The first thing to note about the Fusion is its exterior styling: very conservative all the way around. Those built without the optional fog lights will have an ugly plastic filler on the lower front bumper cover which is a pet peeve of mine on all new cars today. On a positive note, the 2010-12 models have a more aggressive style grille and more horizontally oriented headlight housings which I think are a good improvement. Fusion also rides on nicely styled alloy wheels with 16″ tires for the SE model, and 17″ for higher levels.

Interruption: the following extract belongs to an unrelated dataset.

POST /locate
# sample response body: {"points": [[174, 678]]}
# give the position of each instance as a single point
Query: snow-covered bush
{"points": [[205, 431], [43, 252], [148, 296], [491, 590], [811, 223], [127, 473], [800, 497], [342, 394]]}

When you open the door and slide into a Fusion, you’ll notice the front seats are quite comfortable, though with average support. The standard fabric has kind of a slick feel to it and looks like it can take a lot of wear. Sliding into one for the first time felt like I had been driving this car for a long time. On the inside there’s nothing really fancy about the instrument panel; it is covered in a grainy textured plastic that is not hard and the door armrests are a softer, cheap looking plastic. There is a storage compartment above the center top of the dash, and a small slide-out tray on the left side of the dash above the headlight switch (it does come with automatic headlights). The steering wheel has radio, cruise control, and information center buttons. There’s a rectangular LCD screen in the center stack that displays climate control and radio settings, or just a clock when the radio is off. The climate control buttons are down below, at the bottom of the stack. This is one thing I don’t like about this design: the button to turn on the A/C is all the way down at the bottom. The center stack on the Fusion is truly vertical, not swept back like many newer designed cars. To turn on the A/C you’ll have to reach your finger all the way down in front of the shifter to the bottom of the stack where it meets the console. The console, with the power port, shifter, parking brake, cup holders, and armrest is comfortable for a long drive.

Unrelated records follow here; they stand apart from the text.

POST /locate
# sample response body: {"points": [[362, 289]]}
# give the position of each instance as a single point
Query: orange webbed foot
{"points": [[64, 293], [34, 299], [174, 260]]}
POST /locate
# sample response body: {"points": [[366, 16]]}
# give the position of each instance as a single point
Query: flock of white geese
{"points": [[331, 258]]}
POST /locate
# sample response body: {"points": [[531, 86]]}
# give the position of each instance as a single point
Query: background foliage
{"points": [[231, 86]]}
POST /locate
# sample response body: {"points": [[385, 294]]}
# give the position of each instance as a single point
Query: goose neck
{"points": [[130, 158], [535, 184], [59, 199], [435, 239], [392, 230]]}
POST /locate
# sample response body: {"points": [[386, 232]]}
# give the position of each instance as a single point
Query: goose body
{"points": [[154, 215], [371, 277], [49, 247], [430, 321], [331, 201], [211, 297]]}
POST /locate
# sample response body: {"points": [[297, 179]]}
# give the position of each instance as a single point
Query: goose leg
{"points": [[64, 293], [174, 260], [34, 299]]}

Overall, it is a comfortable interior with plenty of rear seat room for the family, but what it lacks is a modern style. Ford addressed this in the 2013 Fusion redesign. The Fusion’s cabin measures slightly larger than the Malibu: 100.7 cu. ft versus 97.7 cu. ft. Most of that extra size is in slightly more rear headroom and more front & rear shoulder room based on official measurements. Fusion also wins with more cargo space in the trunk: 16.5 cu. ft. compared to Malibu’s 15.1 cu. ft.